Wenn man vergleicht, was die Kollegen von Mötley Crüe in ihrer Bandgeschichte »Dirt« so vom Stapel gelassen haben und wie sie keine ihrer Schweinereien bereuen, kommt man nicht herum um die Erkenntnis: Slash genügt den Anforderungen des Rock’n’Roll einfach nicht mehr. Für die Aufnahmen von »Chinese Democracy« wur­de er durch den Gitarristen Buckethead ersetzt, der stets mit einem Eimer auf dem Kopf auftritt, irgendwie hat das einfach einen höheren Freakfaktor als Slashs ewiger Zigarettenstummel im Mundwinkel.

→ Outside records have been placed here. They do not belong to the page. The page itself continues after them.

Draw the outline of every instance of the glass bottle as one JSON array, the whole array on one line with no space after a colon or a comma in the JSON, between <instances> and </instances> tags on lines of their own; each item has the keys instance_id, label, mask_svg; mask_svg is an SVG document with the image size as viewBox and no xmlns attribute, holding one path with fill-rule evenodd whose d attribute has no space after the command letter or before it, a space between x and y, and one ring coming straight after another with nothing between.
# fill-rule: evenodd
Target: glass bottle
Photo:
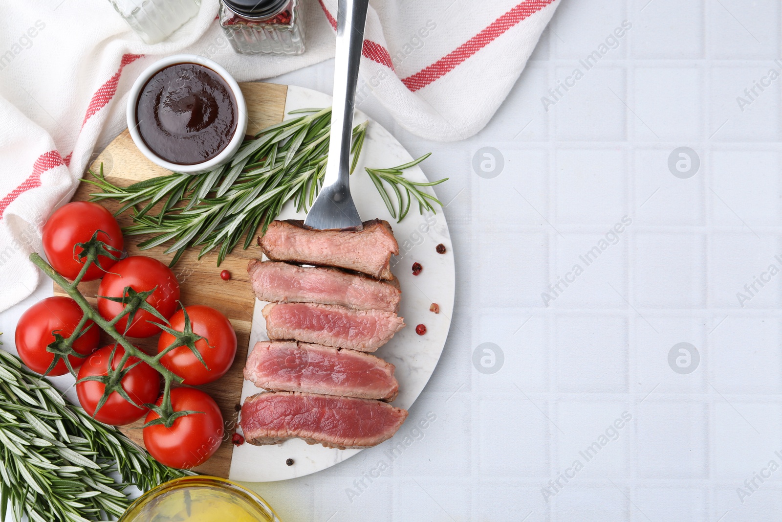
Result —
<instances>
[{"instance_id":1,"label":"glass bottle","mask_svg":"<svg viewBox=\"0 0 782 522\"><path fill-rule=\"evenodd\" d=\"M123 20L148 44L167 38L198 14L201 0L109 0Z\"/></svg>"},{"instance_id":2,"label":"glass bottle","mask_svg":"<svg viewBox=\"0 0 782 522\"><path fill-rule=\"evenodd\" d=\"M221 0L220 25L237 52L301 54L303 12L300 0Z\"/></svg>"}]
</instances>

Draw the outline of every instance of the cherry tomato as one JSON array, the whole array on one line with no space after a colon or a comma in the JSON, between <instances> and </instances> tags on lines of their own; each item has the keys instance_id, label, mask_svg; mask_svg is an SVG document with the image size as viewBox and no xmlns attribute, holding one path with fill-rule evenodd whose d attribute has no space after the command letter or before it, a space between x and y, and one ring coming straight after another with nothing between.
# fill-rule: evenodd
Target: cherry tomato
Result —
<instances>
[{"instance_id":1,"label":"cherry tomato","mask_svg":"<svg viewBox=\"0 0 782 522\"><path fill-rule=\"evenodd\" d=\"M158 405L162 399L158 399ZM142 431L144 445L166 466L189 469L203 464L217 451L223 439L223 415L217 403L200 390L182 387L171 390L171 405L175 412L201 413L179 417L170 428L163 424L148 426ZM150 411L145 422L160 416Z\"/></svg>"},{"instance_id":2,"label":"cherry tomato","mask_svg":"<svg viewBox=\"0 0 782 522\"><path fill-rule=\"evenodd\" d=\"M204 337L196 342L196 348L206 366L201 364L186 346L174 348L160 358L160 362L183 377L183 384L194 386L211 383L225 375L233 364L236 355L236 333L225 315L214 308L195 304L185 309L190 318L190 327L193 333ZM181 310L168 320L173 329L178 332L185 330L185 312ZM160 353L174 341L173 335L163 332L157 340L157 352Z\"/></svg>"},{"instance_id":3,"label":"cherry tomato","mask_svg":"<svg viewBox=\"0 0 782 522\"><path fill-rule=\"evenodd\" d=\"M81 320L84 312L70 297L47 297L30 307L22 314L16 325L15 336L19 356L34 372L43 373L54 360L54 354L46 351L46 347L54 342L52 332L63 337L70 337ZM73 348L77 353L89 355L100 341L100 329L92 321L85 326L92 326L74 341ZM84 358L69 355L71 366L78 368ZM57 376L68 373L65 361L60 359L48 375Z\"/></svg>"},{"instance_id":4,"label":"cherry tomato","mask_svg":"<svg viewBox=\"0 0 782 522\"><path fill-rule=\"evenodd\" d=\"M44 252L52 267L69 279L74 279L84 266L78 258L83 250L77 243L86 243L98 230L98 239L121 250L124 246L122 230L111 212L96 203L74 201L55 211L44 225ZM104 249L105 250L105 249ZM116 252L112 252L117 254ZM106 256L98 256L100 265L109 270L117 261ZM87 269L82 281L92 281L103 276L103 271L95 263Z\"/></svg>"},{"instance_id":5,"label":"cherry tomato","mask_svg":"<svg viewBox=\"0 0 782 522\"><path fill-rule=\"evenodd\" d=\"M120 362L125 355L125 349L117 347L114 358L111 358L111 351L113 346L104 346L102 348L90 355L81 369L77 379L84 379L95 376L106 376L109 373L109 362L111 362L112 369L120 367ZM123 369L138 362L133 366L122 378L120 383L127 396L137 405L152 404L160 394L160 374L145 362L139 362L138 357L131 356L123 365ZM141 419L149 411L147 407L138 408L126 401L120 394L113 391L106 403L95 414L95 407L103 396L106 385L96 380L84 380L76 383L76 394L79 398L79 404L84 411L93 416L95 420L105 424L122 426Z\"/></svg>"},{"instance_id":6,"label":"cherry tomato","mask_svg":"<svg viewBox=\"0 0 782 522\"><path fill-rule=\"evenodd\" d=\"M136 292L146 292L157 287L147 297L146 301L160 315L168 319L177 309L179 299L179 283L167 266L146 256L131 256L115 265L111 272L107 273L98 289L98 311L106 321L110 321L122 312L122 303L102 299L102 297L121 297L126 286ZM124 333L131 337L150 337L160 332L160 329L148 322L160 322L160 319L145 310L139 310L133 319L130 328L125 330L127 316L120 319L116 326L117 331Z\"/></svg>"}]
</instances>

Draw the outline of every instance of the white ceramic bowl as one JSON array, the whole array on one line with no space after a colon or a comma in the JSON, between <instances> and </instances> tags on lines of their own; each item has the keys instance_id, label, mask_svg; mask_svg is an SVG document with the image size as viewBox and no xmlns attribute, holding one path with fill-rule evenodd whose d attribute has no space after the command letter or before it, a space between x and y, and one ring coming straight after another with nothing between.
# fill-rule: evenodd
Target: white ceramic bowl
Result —
<instances>
[{"instance_id":1,"label":"white ceramic bowl","mask_svg":"<svg viewBox=\"0 0 782 522\"><path fill-rule=\"evenodd\" d=\"M144 85L159 70L174 63L198 63L205 67L209 67L225 80L226 83L228 84L228 87L231 88L231 92L234 93L234 98L236 99L236 131L228 145L223 149L222 152L211 160L192 165L180 165L171 163L163 160L152 152L144 142L144 140L142 139L141 135L138 132L138 122L136 121L136 103L138 100L138 95L141 94ZM152 163L157 164L163 168L167 168L175 172L186 172L188 174L208 172L227 163L242 146L242 142L244 141L245 132L247 131L247 105L245 103L244 95L242 94L239 85L228 74L228 71L225 70L218 63L208 58L194 54L174 55L160 59L147 67L136 79L133 84L133 87L131 88L130 95L127 97L127 128L130 130L131 137L133 138L133 142L136 144L136 146L138 147L138 149L142 151L144 156Z\"/></svg>"}]
</instances>

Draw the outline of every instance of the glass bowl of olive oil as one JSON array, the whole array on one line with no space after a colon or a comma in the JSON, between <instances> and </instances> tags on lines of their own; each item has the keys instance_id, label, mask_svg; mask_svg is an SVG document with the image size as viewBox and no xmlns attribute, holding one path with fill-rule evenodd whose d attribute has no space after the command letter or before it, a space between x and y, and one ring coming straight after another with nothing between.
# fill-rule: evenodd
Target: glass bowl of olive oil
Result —
<instances>
[{"instance_id":1,"label":"glass bowl of olive oil","mask_svg":"<svg viewBox=\"0 0 782 522\"><path fill-rule=\"evenodd\" d=\"M217 477L185 477L139 497L119 522L280 522L256 493Z\"/></svg>"}]
</instances>

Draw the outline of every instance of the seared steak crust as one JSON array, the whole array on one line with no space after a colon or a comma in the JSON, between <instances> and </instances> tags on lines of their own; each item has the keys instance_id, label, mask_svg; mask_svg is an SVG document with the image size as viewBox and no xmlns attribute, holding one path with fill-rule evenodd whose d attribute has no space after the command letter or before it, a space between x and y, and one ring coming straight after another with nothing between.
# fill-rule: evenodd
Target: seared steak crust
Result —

»Chinese Democracy« ist wie Damien Hirsts Diamantenschädel. Ob das große Kunst ist, fragt auch niemand, das Ding ist verrückt und größen­wahnsinnig, das sollte reichen. Die Platte geht über 70 Minuten, und das ist hart durchzustehen. Aber das ist bei Captain Beefhearts Album »Trout Mask Replica« genauso, und es gilt trotzdem als eines der einflussreichsten Werke der Pop­geschich­te. Die 13 Millionen Dollar, ob man die wenigstens ein bisschen hören kann? Na ja, wenn es wirklich so teuer ist, andauernd Axls Gesang zu verfremden, Pianoläufe unterzubringen, die teilweise sogar in Freejazz-Manier eingespielt wurden, und mal was mit Eurodance-Beats zu machen, dann schon. All dieses Verkleistern unterschiedlichster musikalischer Bausteine, die­ses Arbeiten im Steinbruch, mag am Ende dem ­einen oder anderen tatsächlich wie »Dreck« (Die Welt) vorkommen, aber das hätte der enttäuschte Fan auch über die neue Platte von AC/DC gesagt, hätte Angus Young es gewagt, auf den zugehö­rigen Promofotos nicht in seiner Schul­uni­form zu posieren. Im direkten Vergleich zu Metallica – schon immer die größten Widersacher von Guns N’ Roses – fällt erst recht auf, was für eine Leistung »Chinese Democracy« ist. Metallica versuchen, seit mindestens 15 Jahren, wieder so zu klingen wie Metallica, Guns N’ Roses dagegen ver­suchen, nicht mehr so zu klingen wie Guns N’ Roses. Hätten die Beatles es nach »Revolver« so gemacht wie Metallica heute, wäre »Sgt. Pepper« nie entstanden, und der Sitar-Unterricht von George Harrison wäre hinausgeschmissenes Geld gewesen.

Auf »Chinese Democracy« jedenfalls findet das ganze Überambitionierte von Guns N’ Roses, dieses immer schon Beatlesmäßige dieser Band, einen krönenden Abschluss. Guns N’ Roses wollten nie die Band von nebenan sein, sondern immer besonders, nie bloß just another band from L.A., sondern die Übernummer. Axl Rose hätte damals, als alle ihn schon lieb hatten, nicht mit einem Charles-Manson-T-Shirt auftreten müssen, er machte trotzdem seinen Job als Rock’n’Roller: Er provozierte. Dann die Geschichte mit den zwei Alben, die gleichzeitig herausgebracht wurden und die dann weltweit die ersten beiden Plätze der Charts belegten, nein, eine geradlinige Band waren Guns N’ Roses nie. »Bisexuelle Mo­dels; devote Frauen; Mädchen, die ihnen Schnaps kauften«, das war die Art von Mädchen, die Guns N’ Roses bevorzugten, schreibt der amerika­nische Hardrockkenner Chuck Klosterman. Und das sagt einiges aus, wenn man dies mit dem ver­gleichsweise schlichten Beuteschema vergleicht, das Klosterman den L.A. Guns zuschreibt: »Drogen­abhängige Anhalterinnen, die auf harten Sex stehen.« Auch daran sieht man: Guns N’ Roses ha­ben es sich nie leicht gemacht, deswegen muss »Chinese Democracy« jetzt auch so klingen, wie es klingt.